I generally keep any plastic bags that do happen to make their way into our home.  Even ones with air holes are used for containing rubbish.  These are too small to be of any use so I think I will have to pack them all inside one bag and then put them in the rubbish.  This is far from an ideal solution but the main thing will be to ‘dispose of thoughtfully’ so that they do not end up in the marine environment where plastic does untold damage.  Here is an example that I saw posted on Facebook the other day.  It comes from this page.

Photo: As a little baby this poor snapper turtle swam through a plastic ring and got stuck.
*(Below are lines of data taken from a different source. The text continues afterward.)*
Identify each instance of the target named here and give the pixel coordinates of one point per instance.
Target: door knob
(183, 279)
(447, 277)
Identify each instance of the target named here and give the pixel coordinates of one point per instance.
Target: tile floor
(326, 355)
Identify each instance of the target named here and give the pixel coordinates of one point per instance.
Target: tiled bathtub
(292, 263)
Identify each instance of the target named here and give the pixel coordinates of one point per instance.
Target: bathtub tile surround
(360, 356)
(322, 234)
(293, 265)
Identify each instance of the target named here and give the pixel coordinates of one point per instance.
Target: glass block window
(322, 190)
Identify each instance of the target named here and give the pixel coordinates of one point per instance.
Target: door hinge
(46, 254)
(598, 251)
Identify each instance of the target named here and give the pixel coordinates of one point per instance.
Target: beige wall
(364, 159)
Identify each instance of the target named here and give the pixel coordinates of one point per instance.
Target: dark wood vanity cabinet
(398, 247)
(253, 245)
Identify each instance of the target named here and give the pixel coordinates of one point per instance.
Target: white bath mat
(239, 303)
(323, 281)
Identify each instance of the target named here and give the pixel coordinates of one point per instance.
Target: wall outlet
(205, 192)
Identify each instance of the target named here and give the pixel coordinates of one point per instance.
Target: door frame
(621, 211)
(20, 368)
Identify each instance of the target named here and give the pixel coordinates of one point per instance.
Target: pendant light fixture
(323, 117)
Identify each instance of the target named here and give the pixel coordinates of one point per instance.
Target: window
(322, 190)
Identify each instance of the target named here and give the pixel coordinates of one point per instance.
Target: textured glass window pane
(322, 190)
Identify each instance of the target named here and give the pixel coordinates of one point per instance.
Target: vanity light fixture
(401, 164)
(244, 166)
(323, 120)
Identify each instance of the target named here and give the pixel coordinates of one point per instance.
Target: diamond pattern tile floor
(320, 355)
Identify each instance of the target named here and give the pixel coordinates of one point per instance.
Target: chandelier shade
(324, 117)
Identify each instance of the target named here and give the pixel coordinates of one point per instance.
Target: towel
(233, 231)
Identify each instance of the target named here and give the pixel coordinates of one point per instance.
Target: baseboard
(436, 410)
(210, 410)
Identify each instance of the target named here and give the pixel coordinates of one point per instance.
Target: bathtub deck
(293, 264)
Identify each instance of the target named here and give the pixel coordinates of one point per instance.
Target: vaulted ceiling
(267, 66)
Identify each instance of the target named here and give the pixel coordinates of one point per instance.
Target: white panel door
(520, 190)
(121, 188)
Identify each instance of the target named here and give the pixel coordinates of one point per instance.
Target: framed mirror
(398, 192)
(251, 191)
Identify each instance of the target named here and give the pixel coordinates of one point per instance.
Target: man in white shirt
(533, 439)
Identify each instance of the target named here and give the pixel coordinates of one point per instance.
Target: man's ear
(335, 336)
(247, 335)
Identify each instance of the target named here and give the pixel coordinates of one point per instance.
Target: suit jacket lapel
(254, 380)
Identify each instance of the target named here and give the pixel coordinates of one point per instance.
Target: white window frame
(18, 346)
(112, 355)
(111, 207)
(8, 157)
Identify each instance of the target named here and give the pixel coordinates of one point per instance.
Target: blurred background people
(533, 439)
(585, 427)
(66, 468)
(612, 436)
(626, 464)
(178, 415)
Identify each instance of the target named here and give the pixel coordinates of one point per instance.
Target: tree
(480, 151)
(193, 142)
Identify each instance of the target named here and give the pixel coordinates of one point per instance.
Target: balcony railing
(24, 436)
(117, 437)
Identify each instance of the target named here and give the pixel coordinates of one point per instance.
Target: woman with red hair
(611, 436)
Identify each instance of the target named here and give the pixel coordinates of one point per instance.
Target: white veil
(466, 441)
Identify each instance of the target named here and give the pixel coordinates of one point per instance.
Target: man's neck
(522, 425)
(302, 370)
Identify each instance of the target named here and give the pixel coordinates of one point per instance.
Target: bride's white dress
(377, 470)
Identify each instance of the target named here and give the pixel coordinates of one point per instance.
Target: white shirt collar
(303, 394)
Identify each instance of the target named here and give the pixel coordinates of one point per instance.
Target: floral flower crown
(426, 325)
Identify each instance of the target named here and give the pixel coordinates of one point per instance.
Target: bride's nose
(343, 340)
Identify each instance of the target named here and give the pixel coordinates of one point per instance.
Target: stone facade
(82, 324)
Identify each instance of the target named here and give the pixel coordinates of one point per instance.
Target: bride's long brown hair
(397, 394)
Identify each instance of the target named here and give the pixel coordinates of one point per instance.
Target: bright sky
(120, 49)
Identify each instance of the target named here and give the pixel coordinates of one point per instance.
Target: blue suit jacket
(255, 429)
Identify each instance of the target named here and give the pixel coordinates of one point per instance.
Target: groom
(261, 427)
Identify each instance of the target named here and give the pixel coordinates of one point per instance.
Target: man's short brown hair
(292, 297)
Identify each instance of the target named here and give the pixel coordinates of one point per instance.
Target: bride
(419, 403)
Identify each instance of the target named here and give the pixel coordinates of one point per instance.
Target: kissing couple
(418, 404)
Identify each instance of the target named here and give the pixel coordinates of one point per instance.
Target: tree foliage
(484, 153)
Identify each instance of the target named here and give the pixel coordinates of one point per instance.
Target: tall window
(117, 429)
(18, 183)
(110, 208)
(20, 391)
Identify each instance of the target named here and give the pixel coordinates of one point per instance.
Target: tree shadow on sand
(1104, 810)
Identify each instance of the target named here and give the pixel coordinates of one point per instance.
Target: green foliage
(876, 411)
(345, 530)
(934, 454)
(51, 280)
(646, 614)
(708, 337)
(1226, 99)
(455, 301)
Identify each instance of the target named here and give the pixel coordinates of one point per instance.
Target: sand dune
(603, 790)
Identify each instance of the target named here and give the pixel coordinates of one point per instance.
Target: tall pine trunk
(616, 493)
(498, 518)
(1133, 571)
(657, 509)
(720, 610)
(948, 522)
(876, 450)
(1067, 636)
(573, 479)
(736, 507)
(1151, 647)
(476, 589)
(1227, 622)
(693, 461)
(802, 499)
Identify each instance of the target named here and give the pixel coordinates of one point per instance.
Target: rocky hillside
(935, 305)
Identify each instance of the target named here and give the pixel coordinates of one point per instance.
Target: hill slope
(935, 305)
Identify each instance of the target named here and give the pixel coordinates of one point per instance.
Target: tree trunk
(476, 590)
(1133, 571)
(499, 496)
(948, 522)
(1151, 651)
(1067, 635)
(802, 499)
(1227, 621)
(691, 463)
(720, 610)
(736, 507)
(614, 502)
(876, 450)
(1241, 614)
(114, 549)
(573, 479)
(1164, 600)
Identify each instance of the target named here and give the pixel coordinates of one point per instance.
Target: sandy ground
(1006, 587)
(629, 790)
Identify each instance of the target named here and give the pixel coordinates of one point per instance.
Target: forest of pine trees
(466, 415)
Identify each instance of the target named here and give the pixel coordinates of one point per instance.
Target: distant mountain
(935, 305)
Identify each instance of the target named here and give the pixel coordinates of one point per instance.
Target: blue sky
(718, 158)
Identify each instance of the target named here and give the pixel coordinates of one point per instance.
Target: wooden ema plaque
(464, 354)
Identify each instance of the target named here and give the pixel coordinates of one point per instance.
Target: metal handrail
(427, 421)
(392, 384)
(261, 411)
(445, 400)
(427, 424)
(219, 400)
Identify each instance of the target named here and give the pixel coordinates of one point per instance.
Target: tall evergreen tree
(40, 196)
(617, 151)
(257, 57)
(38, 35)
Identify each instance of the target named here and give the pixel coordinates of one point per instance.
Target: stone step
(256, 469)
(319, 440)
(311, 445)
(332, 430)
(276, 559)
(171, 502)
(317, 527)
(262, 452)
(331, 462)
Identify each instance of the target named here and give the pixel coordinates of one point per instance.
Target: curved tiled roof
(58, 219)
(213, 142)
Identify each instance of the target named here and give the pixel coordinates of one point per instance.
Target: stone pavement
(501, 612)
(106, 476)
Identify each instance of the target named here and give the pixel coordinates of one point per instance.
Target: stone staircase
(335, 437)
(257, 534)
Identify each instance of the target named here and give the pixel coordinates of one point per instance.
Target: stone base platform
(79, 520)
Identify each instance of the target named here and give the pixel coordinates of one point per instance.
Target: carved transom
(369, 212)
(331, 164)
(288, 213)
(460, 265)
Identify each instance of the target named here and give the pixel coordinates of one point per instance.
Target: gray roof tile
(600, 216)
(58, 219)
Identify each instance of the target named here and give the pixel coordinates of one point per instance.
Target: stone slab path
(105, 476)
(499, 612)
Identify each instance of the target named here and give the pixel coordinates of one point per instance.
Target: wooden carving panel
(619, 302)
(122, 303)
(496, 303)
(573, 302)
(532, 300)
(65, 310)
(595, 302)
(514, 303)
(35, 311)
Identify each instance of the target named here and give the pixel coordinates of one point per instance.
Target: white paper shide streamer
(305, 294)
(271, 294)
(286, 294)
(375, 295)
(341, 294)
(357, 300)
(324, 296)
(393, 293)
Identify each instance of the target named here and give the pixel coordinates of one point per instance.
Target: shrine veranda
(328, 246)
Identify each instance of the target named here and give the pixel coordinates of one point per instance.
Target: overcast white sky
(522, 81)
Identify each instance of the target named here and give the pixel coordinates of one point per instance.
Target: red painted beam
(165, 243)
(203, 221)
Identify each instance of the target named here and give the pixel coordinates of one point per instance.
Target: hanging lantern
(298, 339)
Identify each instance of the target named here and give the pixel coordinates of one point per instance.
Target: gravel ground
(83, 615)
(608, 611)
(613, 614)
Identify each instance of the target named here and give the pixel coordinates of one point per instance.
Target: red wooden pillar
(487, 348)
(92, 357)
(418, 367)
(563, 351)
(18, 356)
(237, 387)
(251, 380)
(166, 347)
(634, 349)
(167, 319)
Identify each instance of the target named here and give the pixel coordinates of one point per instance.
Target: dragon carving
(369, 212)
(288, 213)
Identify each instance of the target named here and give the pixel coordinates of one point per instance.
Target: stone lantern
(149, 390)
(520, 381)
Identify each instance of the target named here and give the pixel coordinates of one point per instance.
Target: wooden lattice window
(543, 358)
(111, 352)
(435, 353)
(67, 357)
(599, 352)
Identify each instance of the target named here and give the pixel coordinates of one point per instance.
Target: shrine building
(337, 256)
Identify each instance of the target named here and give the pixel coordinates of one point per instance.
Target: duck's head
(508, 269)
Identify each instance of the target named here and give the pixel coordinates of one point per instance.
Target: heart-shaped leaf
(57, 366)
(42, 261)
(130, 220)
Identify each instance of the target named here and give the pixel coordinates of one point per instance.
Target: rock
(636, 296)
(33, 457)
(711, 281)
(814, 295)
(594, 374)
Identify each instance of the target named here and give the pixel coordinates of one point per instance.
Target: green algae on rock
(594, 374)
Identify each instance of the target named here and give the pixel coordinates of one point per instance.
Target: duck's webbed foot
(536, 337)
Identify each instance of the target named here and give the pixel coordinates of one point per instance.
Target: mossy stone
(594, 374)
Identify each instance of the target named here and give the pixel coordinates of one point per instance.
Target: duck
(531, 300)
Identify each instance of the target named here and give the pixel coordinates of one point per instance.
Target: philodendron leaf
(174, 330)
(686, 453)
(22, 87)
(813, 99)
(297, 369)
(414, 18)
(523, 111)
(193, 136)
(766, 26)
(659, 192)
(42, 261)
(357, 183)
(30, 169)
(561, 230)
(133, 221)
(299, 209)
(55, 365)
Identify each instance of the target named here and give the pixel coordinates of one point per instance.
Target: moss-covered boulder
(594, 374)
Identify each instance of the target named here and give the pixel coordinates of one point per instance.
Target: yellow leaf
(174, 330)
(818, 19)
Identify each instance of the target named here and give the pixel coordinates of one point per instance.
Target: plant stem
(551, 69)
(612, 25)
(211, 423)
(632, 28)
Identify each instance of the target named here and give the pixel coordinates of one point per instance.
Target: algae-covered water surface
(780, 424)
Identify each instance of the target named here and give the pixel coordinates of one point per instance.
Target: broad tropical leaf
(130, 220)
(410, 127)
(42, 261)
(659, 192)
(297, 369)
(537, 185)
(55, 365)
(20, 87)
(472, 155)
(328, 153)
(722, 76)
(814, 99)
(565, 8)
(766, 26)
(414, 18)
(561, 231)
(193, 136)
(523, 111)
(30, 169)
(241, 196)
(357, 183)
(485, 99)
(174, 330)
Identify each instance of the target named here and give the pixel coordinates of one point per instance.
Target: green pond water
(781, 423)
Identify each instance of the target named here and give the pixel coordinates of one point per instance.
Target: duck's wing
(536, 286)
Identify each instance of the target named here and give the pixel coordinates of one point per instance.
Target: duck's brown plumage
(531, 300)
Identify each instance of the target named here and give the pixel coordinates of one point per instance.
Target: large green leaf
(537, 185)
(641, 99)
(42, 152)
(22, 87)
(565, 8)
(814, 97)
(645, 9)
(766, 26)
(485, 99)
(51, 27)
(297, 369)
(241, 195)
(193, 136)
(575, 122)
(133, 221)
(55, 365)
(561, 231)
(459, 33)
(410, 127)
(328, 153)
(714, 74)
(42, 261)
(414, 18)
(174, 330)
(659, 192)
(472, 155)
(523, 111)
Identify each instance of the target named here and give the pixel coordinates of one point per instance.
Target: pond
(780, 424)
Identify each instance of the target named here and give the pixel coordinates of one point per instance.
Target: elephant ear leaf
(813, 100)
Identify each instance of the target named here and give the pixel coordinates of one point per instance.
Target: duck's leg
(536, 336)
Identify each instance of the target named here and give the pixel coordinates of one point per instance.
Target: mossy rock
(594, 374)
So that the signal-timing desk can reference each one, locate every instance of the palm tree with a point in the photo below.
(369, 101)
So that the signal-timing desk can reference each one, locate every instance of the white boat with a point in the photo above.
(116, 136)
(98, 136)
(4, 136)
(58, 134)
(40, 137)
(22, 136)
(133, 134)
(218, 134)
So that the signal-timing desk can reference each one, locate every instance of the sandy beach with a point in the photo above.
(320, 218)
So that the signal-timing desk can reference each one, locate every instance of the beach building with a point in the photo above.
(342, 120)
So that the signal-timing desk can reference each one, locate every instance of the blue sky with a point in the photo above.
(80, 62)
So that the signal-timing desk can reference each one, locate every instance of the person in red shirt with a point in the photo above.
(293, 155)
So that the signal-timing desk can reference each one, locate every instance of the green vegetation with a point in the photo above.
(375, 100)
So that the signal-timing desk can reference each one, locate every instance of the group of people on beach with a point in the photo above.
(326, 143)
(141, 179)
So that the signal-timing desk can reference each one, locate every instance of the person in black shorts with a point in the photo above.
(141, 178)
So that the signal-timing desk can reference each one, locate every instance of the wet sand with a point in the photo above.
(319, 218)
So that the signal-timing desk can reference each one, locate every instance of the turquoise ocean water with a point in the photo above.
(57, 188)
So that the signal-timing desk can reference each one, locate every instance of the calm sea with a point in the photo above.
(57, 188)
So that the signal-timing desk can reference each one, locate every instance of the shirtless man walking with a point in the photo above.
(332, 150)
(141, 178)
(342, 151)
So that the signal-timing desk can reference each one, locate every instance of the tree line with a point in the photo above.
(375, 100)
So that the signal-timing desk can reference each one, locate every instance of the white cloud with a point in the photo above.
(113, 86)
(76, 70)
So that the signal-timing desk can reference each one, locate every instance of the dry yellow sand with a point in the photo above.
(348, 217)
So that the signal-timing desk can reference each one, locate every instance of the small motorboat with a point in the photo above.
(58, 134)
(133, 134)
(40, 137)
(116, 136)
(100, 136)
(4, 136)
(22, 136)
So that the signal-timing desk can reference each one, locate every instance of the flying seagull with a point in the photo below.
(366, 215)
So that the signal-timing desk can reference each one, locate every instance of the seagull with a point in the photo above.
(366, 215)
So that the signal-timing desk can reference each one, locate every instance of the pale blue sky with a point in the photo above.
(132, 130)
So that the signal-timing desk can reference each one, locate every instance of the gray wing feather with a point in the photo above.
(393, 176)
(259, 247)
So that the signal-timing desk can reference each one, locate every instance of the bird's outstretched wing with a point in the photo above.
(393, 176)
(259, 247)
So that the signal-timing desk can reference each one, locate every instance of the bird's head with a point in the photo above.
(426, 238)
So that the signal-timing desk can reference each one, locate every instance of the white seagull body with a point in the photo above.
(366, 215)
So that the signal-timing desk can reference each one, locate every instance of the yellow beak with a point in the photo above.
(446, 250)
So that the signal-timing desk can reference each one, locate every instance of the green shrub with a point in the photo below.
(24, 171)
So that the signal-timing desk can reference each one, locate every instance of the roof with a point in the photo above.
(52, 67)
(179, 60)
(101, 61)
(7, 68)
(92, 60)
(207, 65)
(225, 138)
Conscious Consumers - think about the plastic you buy and how you dispose of it.

Today I bought a book for our guests to write comments on their stay.  I looked at several different ones but in the end I decided that rather than a generic one with a black vinyl (plastic) cover from the newsagent that I would buy a handcrafted one from an independent bookstore in our town.  It is made in Sri Lanka using handmade paper from elephant dung and post-consumer waste paper.  The only problem was that it was packaged in shrink-wrap plastic.  This will go in the bin along with the telephone packaging.  Here is the book (plastic removed) and the addition of a title (printed by me).

Guest book

I have also bought more yoghurt, cheese and milk – all in plastic.

So what have I learned from participating in Plastic Free July?  Awareness, mostly.  It is pretty difficult to live an existence that is completely free of single-use plastics.  I think in the scheme of things that I do quite well, but there is room for improvement.  The dairy products are the only things that I buy regularly in plastic.  Reducing consumption in all aspects of your life and not buying new will certainly limit the plastics more than anything else you do.

I bought the regular things that I do this month so this is a true indication of the single-use plastics that I contribute to the waste stream.